Re: Troubleshooting JSON File read

Posted by John Omernik <jo...@omernik.com>.

I think I found my issue: (see below). I'd recommend that the Drill
includes a warning when querying such data, in that open failure, like I
had. Now trying to figure out another issue (query takes forever on 25
smaller (50-100 mb gzipped files)... I'll keep posting here...

Lengthy JSON objects

Currently, Drill cannot manage lengthy JSON objects, such as a gigabit JSON
file. Finding the beginning and end of records can be time consuming and
require scanning the whole file.

Workaround: Use a tool to split the JSON file into smaller chunks of
64-128MB or 64-256MB initially until you know the total data size and node
configuration. Keep the JSON objects intact in each file. A distributed
file system, such as HDFS, is recommended over trying to manage file
partitions.

On Mon, Sep 21, 2015 at 1:15 PM, John Omernik <jo...@omernik.com> wrote:

> I am reading a MongoDB dump file in Drill.   On the surface it seems to be
> working well, however, I have some need to trouble shoot, and I was curious
> the best way to approach. Here are some "things"
>
>
> 1. It's a large file 1.2 GB compressed.

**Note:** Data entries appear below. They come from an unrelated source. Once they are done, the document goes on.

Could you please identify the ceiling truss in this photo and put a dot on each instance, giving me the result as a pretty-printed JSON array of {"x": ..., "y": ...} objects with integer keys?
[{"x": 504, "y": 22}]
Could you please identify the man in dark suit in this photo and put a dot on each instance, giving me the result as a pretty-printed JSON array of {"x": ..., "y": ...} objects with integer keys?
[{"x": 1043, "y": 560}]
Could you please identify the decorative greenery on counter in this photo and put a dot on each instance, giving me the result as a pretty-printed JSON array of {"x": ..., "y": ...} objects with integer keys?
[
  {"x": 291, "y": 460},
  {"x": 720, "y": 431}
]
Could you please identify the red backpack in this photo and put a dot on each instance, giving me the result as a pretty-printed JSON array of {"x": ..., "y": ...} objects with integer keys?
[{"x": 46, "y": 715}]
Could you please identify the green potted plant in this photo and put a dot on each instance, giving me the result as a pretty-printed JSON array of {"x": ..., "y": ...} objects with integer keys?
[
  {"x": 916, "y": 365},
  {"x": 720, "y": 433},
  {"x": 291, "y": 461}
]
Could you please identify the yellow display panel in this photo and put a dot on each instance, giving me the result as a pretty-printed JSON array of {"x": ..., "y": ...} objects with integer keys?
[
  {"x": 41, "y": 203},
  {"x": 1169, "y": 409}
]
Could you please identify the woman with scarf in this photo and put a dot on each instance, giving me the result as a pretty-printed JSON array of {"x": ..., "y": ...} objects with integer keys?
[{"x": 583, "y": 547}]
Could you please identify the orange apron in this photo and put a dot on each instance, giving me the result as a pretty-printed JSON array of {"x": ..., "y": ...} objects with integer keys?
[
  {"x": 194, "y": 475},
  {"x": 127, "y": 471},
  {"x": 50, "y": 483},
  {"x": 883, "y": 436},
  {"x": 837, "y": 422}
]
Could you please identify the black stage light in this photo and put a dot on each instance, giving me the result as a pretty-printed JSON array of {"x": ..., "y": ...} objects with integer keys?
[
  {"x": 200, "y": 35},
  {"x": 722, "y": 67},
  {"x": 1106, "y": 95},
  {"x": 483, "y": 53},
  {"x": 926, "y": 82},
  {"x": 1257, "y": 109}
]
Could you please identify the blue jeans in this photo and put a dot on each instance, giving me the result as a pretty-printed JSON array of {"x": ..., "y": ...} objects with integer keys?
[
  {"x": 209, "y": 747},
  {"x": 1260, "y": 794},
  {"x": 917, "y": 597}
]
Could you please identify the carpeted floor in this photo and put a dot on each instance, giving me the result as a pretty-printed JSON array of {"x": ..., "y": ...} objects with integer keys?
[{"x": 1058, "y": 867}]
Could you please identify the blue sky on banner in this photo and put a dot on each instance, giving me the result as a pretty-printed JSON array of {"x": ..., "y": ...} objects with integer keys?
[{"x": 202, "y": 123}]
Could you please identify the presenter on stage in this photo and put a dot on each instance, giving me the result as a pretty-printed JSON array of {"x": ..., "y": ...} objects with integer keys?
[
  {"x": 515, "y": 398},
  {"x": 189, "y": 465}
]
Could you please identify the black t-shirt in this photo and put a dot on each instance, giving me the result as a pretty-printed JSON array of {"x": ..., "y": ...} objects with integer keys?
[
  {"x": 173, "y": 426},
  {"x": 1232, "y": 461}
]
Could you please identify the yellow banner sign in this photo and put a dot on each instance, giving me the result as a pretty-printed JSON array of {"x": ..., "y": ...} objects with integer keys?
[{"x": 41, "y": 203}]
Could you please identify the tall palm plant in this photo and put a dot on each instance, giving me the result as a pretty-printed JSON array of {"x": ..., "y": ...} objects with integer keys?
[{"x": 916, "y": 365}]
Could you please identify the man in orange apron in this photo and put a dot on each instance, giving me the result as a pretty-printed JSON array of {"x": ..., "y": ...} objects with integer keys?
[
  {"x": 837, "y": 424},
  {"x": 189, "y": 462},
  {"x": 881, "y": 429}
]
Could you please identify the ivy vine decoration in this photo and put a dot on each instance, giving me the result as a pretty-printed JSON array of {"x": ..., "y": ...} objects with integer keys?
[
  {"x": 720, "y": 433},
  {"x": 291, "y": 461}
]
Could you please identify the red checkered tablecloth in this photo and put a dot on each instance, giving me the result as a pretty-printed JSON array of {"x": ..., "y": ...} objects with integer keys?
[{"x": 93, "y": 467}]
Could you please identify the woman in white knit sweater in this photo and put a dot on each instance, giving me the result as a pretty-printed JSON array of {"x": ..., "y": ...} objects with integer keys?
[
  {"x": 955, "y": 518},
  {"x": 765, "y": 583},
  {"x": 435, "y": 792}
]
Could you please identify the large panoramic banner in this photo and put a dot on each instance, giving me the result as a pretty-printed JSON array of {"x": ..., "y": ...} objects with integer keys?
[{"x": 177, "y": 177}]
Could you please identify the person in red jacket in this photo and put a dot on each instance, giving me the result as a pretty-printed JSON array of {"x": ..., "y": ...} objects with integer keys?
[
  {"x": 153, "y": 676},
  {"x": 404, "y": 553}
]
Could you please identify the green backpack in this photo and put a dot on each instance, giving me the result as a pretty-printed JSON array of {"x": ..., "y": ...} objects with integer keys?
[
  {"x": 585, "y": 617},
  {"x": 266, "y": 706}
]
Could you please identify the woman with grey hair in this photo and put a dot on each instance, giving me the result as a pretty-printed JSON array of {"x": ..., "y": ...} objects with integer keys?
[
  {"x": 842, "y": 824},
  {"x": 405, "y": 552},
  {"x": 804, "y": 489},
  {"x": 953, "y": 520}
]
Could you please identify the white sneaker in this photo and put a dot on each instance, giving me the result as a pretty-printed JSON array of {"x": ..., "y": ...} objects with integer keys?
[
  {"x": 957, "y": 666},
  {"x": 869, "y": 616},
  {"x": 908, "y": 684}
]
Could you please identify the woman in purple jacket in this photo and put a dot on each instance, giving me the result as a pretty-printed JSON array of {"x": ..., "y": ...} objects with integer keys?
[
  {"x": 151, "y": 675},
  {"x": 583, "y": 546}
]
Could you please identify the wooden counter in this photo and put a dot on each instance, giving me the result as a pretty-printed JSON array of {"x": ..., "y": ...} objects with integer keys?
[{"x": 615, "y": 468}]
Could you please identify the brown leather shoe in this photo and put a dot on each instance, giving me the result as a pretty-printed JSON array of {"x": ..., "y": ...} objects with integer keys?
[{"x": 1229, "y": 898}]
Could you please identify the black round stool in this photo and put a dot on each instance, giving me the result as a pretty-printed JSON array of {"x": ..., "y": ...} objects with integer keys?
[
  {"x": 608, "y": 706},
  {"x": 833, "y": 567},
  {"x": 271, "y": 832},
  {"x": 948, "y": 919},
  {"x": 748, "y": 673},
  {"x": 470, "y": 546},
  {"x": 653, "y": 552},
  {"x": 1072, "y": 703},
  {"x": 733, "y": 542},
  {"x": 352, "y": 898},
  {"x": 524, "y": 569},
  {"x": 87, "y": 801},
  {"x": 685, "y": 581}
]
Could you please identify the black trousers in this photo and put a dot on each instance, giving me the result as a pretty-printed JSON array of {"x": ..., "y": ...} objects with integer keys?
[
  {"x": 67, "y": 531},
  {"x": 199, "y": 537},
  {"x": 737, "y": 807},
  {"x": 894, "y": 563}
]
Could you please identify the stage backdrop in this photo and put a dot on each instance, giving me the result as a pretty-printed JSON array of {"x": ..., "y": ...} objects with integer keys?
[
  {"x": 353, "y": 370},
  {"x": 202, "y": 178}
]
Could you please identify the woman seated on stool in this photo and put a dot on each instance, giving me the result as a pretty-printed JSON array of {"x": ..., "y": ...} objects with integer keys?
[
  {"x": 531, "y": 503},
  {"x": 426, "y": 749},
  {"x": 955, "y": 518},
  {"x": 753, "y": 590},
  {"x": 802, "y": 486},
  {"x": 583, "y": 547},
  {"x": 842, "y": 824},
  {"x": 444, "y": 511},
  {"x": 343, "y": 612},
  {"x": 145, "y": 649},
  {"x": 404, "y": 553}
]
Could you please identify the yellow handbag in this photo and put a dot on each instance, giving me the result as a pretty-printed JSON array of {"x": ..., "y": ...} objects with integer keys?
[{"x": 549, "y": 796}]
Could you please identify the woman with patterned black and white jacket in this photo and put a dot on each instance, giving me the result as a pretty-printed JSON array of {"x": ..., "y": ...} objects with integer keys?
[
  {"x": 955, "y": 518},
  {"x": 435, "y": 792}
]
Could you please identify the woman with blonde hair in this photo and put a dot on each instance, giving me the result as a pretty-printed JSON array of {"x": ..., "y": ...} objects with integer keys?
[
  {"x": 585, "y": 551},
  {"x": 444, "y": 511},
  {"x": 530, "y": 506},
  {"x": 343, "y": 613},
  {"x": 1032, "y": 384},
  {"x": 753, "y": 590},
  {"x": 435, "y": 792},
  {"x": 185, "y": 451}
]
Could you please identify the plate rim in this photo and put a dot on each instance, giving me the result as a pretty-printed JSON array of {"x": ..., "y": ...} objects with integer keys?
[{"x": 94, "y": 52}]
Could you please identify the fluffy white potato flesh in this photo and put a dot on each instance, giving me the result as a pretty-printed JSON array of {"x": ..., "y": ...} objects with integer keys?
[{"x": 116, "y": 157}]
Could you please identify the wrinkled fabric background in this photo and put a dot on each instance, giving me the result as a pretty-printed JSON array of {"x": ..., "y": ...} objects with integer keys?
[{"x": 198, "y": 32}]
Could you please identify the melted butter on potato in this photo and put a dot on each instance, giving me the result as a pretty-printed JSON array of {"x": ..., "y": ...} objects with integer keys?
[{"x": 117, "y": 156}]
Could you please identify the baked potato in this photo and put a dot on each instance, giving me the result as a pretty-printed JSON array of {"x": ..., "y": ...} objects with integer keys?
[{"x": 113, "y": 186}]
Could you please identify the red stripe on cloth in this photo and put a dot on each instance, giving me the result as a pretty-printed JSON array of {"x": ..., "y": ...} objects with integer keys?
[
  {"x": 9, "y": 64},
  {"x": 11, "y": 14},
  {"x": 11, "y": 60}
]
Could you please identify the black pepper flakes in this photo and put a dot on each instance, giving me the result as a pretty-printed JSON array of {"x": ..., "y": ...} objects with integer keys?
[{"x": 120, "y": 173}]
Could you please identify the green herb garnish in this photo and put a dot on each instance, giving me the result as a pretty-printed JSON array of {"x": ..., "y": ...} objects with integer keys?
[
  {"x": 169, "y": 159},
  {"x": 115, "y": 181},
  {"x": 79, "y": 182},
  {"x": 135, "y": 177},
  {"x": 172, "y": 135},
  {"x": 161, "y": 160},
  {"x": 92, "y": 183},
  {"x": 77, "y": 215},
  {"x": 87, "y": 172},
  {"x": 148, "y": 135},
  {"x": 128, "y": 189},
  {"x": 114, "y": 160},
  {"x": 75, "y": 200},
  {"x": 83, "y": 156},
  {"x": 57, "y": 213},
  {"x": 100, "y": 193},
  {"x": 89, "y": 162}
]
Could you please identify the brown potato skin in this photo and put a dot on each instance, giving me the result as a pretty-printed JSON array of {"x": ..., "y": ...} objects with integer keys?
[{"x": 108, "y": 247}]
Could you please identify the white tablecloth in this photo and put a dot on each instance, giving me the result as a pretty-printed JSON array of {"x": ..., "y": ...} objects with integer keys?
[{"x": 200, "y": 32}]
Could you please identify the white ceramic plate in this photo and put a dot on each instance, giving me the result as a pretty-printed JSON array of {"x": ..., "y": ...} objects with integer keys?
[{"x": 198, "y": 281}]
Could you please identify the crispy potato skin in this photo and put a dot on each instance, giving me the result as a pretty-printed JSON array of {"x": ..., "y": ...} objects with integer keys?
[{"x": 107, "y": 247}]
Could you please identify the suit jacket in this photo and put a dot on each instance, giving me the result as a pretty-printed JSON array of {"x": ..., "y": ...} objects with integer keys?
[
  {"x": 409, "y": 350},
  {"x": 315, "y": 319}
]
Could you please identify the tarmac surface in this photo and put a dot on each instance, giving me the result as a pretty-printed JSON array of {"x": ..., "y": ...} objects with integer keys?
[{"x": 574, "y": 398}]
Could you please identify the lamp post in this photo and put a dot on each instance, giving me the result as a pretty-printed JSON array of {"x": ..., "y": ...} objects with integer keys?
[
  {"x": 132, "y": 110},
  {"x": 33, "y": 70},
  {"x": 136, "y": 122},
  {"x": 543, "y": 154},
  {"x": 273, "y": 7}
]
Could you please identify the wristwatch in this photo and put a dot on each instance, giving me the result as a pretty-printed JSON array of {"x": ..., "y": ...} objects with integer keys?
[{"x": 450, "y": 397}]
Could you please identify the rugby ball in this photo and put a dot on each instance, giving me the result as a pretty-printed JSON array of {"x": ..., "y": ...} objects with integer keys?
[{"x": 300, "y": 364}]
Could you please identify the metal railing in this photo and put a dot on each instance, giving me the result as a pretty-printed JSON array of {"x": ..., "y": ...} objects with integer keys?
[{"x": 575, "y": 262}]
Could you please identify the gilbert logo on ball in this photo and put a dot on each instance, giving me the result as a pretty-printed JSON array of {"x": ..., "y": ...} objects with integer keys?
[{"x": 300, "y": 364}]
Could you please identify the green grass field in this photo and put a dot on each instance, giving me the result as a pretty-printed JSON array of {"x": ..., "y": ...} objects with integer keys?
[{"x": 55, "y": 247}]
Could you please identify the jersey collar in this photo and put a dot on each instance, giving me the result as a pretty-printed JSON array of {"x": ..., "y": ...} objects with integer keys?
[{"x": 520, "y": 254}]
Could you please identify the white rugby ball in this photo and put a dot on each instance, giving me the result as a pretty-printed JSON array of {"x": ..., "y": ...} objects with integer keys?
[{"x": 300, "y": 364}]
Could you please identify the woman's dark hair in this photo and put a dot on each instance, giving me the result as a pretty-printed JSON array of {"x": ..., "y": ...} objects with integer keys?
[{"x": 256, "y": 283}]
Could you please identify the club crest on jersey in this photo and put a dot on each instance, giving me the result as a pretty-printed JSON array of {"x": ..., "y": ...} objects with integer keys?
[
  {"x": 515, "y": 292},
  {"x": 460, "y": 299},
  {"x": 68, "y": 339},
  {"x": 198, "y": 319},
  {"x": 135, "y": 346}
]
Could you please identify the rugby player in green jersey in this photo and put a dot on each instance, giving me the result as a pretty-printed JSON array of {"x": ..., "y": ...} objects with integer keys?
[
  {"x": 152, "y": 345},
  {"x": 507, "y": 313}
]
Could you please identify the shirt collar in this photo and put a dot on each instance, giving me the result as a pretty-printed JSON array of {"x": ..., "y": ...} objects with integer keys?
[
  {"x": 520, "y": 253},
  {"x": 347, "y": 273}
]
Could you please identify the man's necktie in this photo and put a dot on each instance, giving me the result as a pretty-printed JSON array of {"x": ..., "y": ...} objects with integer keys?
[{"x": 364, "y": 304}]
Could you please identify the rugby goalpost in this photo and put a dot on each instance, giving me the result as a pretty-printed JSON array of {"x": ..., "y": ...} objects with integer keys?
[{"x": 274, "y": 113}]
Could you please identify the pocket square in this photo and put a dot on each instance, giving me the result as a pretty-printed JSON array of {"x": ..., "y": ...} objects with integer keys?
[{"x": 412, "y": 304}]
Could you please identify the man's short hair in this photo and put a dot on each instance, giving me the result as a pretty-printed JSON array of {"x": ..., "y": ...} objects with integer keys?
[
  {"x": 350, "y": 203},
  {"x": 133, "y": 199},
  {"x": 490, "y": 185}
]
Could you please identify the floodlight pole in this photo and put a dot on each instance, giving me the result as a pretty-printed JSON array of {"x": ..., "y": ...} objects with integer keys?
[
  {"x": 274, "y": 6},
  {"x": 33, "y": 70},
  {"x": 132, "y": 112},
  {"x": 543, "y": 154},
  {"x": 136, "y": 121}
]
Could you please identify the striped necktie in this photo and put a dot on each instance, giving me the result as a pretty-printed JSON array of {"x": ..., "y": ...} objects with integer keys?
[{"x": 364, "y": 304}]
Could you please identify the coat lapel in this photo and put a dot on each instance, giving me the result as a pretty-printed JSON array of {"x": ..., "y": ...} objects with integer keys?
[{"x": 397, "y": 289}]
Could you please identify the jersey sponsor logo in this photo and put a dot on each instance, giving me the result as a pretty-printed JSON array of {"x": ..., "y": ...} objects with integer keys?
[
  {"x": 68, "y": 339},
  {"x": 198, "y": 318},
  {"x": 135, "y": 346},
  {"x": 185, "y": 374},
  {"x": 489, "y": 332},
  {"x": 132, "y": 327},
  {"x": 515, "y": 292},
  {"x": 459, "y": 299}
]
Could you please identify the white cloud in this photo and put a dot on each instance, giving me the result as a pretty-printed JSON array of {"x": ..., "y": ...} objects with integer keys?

It's named mondodump.json.gz and
> drill seems to be (on the surface) handling that correctly
> 2. It's Drill 1.1. (MapR Package)
> 3.  select * from `/pathoto/*` limit 10 seems to work, in this case the
> _id field is ip addresses (long story)
> 4. In the select * limit 10, if I do select * from `/pathto/*` where `_id`
> = '123.123.123.123' (which was returned in the select * limit 10 query from
> #3, it finds the record, all is well.
> 5. If I take select * from `/pathto/*` where `_id` = '127.0.0.1' which I
> know to be in the data (validated with zgrep) it does NOT find the data.
> Based on the results from zGrep, it should find it, I am not sure if there
> something weird in reading the data, but its not throwing errors.
> 6. select count(*) from `/pathro/*` returns the same number as zcat
> source.json.gz|wc -l This is interesting because it apparently means things
> are lined up, but why isn't that IP showing?
>
> So my question is this: Is there anything in Drill that would cause it to
> miss that? Weird chars? etc I know it's hard, but with a 1.2 GB compressed
> file, how would one trouble shoot this?
>